Focus on that, Emilia.
And… forget about him.
Chapter Four
We drive for a long while in total silence.
I soon discover it’s not so easy to ignore the man sitting beside me in the dark. I’m pressed against the door panel, as far from him as physically possible, yet he still seems to take up all the space in the car. His presence is indelible. It’s as though he’s changed the chemical composition of every molecule of air that enters my lungs, ensnared my eyes and ears until he’s the only thing my senses can perceive.
Don’t be ridiculous, Emilia.
With considerable effort, I force myself to stop replaying our strangely heated conversation. To direct my thoughts towards things that matter — namely, getting o
ut of here and getting some answers. Not necessarily in that order.
Maybe… I glance over and see his eyes are still closed. I wonder if he’s passed out. Maybe he knows something…
I wince at just the thought of attempting another conversation with him, considering our last one went about as smoothly as sandpaper. Yet, my options are limited. He may be a total asshole, but he’s also the only ally I’ve got right now. The only one trapped in this insane situation with me.

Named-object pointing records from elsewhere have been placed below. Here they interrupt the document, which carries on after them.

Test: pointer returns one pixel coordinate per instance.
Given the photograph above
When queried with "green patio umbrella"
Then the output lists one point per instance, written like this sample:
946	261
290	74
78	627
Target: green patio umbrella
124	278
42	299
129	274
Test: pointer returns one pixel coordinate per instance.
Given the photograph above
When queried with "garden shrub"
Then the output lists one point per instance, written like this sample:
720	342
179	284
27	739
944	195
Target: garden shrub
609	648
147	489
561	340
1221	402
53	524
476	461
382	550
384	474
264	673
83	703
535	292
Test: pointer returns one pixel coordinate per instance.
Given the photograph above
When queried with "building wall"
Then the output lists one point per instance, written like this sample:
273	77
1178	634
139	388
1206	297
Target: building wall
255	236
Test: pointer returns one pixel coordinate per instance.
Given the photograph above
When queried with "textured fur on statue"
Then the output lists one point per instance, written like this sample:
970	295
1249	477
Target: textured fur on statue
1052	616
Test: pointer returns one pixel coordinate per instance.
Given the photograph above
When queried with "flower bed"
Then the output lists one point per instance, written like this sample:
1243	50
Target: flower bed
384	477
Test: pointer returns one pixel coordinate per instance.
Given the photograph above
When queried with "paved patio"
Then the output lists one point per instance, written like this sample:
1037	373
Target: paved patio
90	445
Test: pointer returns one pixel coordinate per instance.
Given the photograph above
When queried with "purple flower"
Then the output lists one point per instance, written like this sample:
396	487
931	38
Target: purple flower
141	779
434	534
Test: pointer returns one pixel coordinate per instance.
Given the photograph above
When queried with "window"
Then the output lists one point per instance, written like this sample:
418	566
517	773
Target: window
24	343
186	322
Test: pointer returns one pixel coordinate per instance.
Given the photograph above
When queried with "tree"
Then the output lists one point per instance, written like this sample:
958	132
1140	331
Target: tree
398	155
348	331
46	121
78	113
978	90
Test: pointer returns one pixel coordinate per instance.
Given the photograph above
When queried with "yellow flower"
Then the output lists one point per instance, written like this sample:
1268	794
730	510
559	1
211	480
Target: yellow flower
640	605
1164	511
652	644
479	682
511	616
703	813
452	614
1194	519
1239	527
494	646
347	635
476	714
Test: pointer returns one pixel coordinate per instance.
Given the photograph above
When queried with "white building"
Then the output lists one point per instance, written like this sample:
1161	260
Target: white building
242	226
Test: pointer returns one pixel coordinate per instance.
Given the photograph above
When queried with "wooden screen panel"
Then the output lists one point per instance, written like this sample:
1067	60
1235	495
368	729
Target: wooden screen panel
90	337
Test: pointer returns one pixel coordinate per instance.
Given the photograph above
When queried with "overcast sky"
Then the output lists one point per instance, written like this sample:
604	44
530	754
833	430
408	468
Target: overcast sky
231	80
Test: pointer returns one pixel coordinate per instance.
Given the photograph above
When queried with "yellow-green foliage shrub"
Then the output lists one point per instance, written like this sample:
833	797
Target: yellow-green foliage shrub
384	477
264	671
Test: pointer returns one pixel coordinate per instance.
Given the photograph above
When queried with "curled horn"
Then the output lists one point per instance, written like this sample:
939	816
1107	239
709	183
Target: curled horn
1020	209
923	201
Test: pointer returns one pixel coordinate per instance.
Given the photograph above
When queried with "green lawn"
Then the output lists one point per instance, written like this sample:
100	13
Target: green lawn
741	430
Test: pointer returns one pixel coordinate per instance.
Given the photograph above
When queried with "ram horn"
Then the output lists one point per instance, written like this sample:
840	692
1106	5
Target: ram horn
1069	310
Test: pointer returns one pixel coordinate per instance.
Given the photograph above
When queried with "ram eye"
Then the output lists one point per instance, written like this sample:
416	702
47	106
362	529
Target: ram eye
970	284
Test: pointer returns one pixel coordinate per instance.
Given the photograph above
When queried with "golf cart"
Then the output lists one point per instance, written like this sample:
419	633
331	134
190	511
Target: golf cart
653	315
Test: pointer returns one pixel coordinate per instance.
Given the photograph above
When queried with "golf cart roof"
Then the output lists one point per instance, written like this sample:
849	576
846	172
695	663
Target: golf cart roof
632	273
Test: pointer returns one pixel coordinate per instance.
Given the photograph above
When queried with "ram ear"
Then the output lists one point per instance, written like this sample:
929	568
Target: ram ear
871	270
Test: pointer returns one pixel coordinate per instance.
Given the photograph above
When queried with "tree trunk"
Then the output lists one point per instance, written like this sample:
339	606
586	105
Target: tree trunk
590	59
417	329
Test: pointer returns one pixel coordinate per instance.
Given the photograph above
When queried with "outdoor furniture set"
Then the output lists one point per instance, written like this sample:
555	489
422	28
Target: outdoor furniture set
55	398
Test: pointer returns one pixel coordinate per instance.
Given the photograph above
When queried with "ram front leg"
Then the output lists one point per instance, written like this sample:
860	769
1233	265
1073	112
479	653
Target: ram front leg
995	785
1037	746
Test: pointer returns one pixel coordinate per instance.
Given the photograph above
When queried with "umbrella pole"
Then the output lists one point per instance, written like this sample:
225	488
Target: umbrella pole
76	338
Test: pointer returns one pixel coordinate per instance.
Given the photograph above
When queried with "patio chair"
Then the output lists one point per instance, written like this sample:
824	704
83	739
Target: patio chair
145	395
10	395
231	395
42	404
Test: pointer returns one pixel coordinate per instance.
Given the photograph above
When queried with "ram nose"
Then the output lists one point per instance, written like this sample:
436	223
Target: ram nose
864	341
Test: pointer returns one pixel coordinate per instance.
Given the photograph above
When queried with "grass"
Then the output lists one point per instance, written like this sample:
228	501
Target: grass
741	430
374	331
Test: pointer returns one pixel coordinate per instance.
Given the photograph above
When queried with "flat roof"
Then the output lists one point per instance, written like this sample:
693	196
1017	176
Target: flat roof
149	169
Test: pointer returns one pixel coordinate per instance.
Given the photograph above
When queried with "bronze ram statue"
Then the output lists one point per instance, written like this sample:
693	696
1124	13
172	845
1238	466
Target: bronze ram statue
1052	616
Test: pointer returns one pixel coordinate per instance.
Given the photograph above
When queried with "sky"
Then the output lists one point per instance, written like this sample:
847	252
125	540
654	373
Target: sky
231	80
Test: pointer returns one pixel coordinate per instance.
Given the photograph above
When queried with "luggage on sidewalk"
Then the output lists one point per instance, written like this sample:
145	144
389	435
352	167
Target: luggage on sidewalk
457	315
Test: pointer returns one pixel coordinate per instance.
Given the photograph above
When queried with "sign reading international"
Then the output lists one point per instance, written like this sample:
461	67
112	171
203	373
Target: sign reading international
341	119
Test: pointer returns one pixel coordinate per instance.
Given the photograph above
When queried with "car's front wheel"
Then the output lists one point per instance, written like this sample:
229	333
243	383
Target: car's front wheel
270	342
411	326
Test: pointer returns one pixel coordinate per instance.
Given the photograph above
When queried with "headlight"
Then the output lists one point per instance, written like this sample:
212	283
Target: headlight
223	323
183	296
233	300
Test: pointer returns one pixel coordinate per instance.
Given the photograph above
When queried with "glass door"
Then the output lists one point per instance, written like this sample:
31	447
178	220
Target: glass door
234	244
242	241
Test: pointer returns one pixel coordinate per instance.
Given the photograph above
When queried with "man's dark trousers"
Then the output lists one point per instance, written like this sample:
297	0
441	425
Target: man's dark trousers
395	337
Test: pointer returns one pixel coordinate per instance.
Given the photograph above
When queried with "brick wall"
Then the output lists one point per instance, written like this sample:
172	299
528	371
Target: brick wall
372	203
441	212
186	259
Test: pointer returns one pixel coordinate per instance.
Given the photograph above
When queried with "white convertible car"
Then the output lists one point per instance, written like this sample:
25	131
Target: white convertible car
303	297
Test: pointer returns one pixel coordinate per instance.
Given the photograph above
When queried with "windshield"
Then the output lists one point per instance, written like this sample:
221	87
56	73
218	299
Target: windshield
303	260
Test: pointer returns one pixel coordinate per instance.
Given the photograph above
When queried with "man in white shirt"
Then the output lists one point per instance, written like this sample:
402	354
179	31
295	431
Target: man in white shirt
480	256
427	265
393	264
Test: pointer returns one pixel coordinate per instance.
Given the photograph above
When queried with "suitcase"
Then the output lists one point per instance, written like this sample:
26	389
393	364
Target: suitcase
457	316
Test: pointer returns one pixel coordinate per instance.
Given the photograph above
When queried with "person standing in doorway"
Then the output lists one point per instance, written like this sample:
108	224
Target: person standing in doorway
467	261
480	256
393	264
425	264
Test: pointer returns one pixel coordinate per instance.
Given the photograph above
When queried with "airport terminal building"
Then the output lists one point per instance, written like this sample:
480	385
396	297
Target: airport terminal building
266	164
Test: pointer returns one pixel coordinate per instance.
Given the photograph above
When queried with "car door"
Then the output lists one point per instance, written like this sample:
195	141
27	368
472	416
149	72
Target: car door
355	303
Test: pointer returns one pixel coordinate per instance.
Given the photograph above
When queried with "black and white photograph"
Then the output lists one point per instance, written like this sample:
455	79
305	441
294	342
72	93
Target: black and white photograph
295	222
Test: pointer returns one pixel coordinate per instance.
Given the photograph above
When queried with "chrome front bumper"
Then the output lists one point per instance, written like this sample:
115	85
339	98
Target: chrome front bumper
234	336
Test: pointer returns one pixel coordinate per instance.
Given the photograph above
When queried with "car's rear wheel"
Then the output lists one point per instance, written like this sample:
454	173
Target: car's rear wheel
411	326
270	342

So, much as I’d like to ignore him for the rest of eternity… if there’s even a chance he knows something…
I have to ask.
A few more minutes pass in silence before I finally work up my nerve to speak. I clear my throat lightly to shatter the silence. “Look, clearly we’ve gotten off on the wrong foot here…”
He snorts.
Okay. Definitely not passed out.
“Listen, we don’t need to be friends, but—”
“Wow,” he says drolly. “I’m hurt. Deeply.”
I grit my teeth, ignoring his flippancy. “Do you happen to know what we’re doing here? Why they grabbed us?”
“Me? Yes.” He pauses. “You? Not so much.”
“What the hell does that mean?”
“It means, O Incessant One, that I know why I’m in this car right now. But you remain a mystery.” His eyes finally crack open, cutting over to lock on mine in the span of a heartbeat. “So. Consider me official curious…”
“Are we talking bi-curious? Curious George? The Curious Case of Benjamin Button? I’m afraid you’re going to have to be a little more specific…”
“Who are you?”
I stiffen. “No one. I’m no one.”
“I very much doubt that.”
I try to glance away, but his eyes — those blue, blue, blue eyes — are holding me captive.
“You wouldn’t be in this car if you weren’t important. So… who are you?” he asks again, less patiently. “A friend of Chloe’s? Octavia’s new assistant? Gerald’s long lost niece?”